Sending a child to college has become extremely expensive. For the 2017-18 school year, the College Board found the median annual public four-year college tuition (out of state) was $36,420, while a private four-year college tuition was $46,950. The U.S. Department of Education has consistently shown that a college degree is a key factor in financial success and stability in life. On average, college graduates earn 66 percent more than those with only a high school diploma.  For parents, the question isn’t should my child attend college, but rather where.

When is the right time to start saving for college? This is a question that should be addressed when you are expecting. While parents-to-be are setting up baby registries and comparing costs of daycare providers, 529 planning must also be considered as you need to be ready to start saving for college the moment the baby arrives.

Strategy as Simple as Your ABCs

529 plans cannot be opened until the baby is born and has a Social Security number. Expectant parents still have the luxury of discussion time that they won’t once the baby arrives. What are your goals for education funding? They may range from trying to fund enough for public school tuition to ensuring there is enough in the plan for graduate school. The vision is yours and will be unique to your goals.

Once you agree on funding goals, it’s time to implement and the best approach is to focus on the ABCs of 529 planning: age-based, budgeted and consistent.

A is for Age-Based

College funding is an investment you must do correctly because you only have 18 years to achieve your objectives. There are numerous 529 plans to consider and deciding how to proceed can be overwhelming.

Start by focusing on age-based plans, in which asset allocation is managed on your behalf. The asset mix starts out fairly aggressive and becomes more conservative as the child gets closer to using the plan. These plans are similar to target retirement funds found in 401(k) and 403(b) plans. They tend to be cost-effective and allow parents to “set it and forget it.” The plan takes care of the necessary reallocation, adjusting it based on your child’s age.

B is for Budget

Once you have selected your plan, you can focus on developing your overall budget post-baby’s birth, including expenses such as daycare, diapers, clothing, etc. While any amount you fund towards the 529 helps, parents should strive to fund the plan with $500 a month ($6,000 per year.) At this level, assuming a moderate annualized growth rate of 6%, parents will likely have an approximate $157,000 saved by the time the child turns 18.

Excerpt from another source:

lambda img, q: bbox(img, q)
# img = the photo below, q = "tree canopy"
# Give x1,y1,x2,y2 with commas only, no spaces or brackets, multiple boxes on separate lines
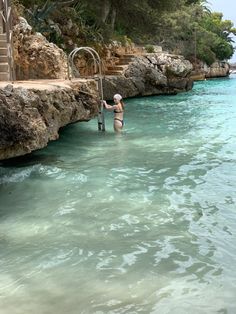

Keep in mind that expenses tend to increase as children get older. By planning a significant monthly 529 plan investment right from the start, you’ll be able to benefit from the maximum time horizon for asset growth.

 C is for Consistent

Being consistent out of the gate with the monthly amount you automatically fund is important to setting good 529 planning habits. In the recent College Savings IQ Study, Fidelity found that on average, most parents underestimate the cost of college and the amount that needs to be saved. But the study also found that parents who use 529 plans have approximately 50 percent more in their college savings than those without 529 plans.

The best way to ensure consistency in 529 funding is to have the money go into the plan automatically. You may even be able to have the amount transferred from your paycheck directly into the plan. Consistent and regular funding will enable you to accrue a significant amount without overthinking it.

Follow the ABCs to College

Expectant parents should feel confident that a 529 plan strategy developed during pregnancy has the depth and structure to help them fund their child’s education. Of course, any strategy should be reviewed on a regular basis, but by sticking to these key ABC fundamentals, expectant parents can feel confident that they will be establishing a foundation for their child’s financial success.